The son of a well-to-do merchant family Six, Jan studied liberal arts and law in Leiden in 1634. He became the son-in-law of the mayor of Amsterdam, Nicolaes Tulp, in 1655, when he married Tulp's daughter Margaretha. Thanks to his father-in-law, he became magistrate of family law and various other appointments on the city council, eventually becoming mayor of Amsterdam himself in 1691 at the ripe age of 73.
Six was good friends with the poet Joost van den Vondel and the painter Rembrandt van Rijn, during the forties. Six remained a devotee of the arts all his life and wrote plays himself, the most famous being Medea, published in 1648 (with an etching by Rembrandt), and Onschult (Innocence) in 1662. In the same year the Dutch translation of Baldassarre Castiglione's Il libro del Cortegiano was dedicated to Six.
His collection of paintings, drawings, etchings, and other artifacts (including many from his wife's family) were popular in his lifetime. This collection was eventually handed down generations later to the couple Lucretia Johanna van Winter (1785–1845) and Hendrik Six (1790–1847) whose extensive art collections were combined when they married in 1822 and are known collectively as the Six Collection, though 171 paintings were from the Van Winter family. Among the 76 Van Winter paintings collected by Lucretia Jans herself included a flower painting by Rachel Ruysch that she bought in 1820, the The Milkmaid by Vermeer and the Serenade by Judith Leyster. The 171 paintings that Lucretia Jans took with her on her marriage, were only half of her father's extensive collection that itself had been known and put on display for a half century. The other half went to her sister Anna Louisa, who married Willem van Loon. A few of those paintings can still be seen in Museum Van Loon, but the rest of the other half of the Van Winter collection was sold by Van Loon heirs in 1877 to Gustave baron de Rothschild (son of James Mayer de Rothschild) in Paris.

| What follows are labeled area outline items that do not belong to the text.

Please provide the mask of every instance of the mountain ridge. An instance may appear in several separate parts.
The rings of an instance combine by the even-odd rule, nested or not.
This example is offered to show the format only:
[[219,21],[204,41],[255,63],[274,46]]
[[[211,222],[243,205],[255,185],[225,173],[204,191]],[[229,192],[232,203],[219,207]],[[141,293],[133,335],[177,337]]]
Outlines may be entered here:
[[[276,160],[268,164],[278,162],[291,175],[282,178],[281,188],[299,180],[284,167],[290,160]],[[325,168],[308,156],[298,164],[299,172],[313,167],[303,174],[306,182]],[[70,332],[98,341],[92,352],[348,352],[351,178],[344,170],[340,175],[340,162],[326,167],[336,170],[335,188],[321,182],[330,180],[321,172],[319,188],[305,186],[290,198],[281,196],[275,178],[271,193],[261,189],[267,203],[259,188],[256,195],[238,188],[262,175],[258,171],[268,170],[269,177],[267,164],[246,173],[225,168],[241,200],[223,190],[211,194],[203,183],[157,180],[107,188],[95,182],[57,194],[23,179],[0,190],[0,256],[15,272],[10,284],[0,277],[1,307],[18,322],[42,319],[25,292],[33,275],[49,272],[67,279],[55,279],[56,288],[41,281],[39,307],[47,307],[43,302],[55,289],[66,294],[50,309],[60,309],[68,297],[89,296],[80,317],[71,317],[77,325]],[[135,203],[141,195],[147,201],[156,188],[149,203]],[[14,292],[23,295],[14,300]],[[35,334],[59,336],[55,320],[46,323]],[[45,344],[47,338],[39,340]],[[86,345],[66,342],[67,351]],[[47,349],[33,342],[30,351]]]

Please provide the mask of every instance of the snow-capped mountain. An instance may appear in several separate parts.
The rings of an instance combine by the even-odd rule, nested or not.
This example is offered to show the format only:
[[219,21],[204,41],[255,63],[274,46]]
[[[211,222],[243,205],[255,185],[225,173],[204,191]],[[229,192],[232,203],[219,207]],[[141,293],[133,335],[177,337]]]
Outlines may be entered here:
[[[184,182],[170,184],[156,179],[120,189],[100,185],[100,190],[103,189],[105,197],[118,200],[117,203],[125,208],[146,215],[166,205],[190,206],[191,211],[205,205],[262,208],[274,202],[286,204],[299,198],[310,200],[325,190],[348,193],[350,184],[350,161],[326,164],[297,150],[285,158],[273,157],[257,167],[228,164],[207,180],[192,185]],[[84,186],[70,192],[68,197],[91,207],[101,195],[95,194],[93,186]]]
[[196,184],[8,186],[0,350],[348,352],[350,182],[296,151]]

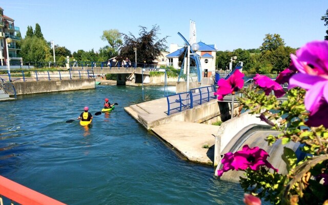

The Six collection has been the subject of controversy in the Netherlands for decades, because though the house on the Amstel received subsidy from the Dutch government and was open to the public for visiting hours, the house was always also used as a home, and the number of visitors was limited. The dispute has been resolved and the top pieces are lent to the Rijksmuseum several months every other year.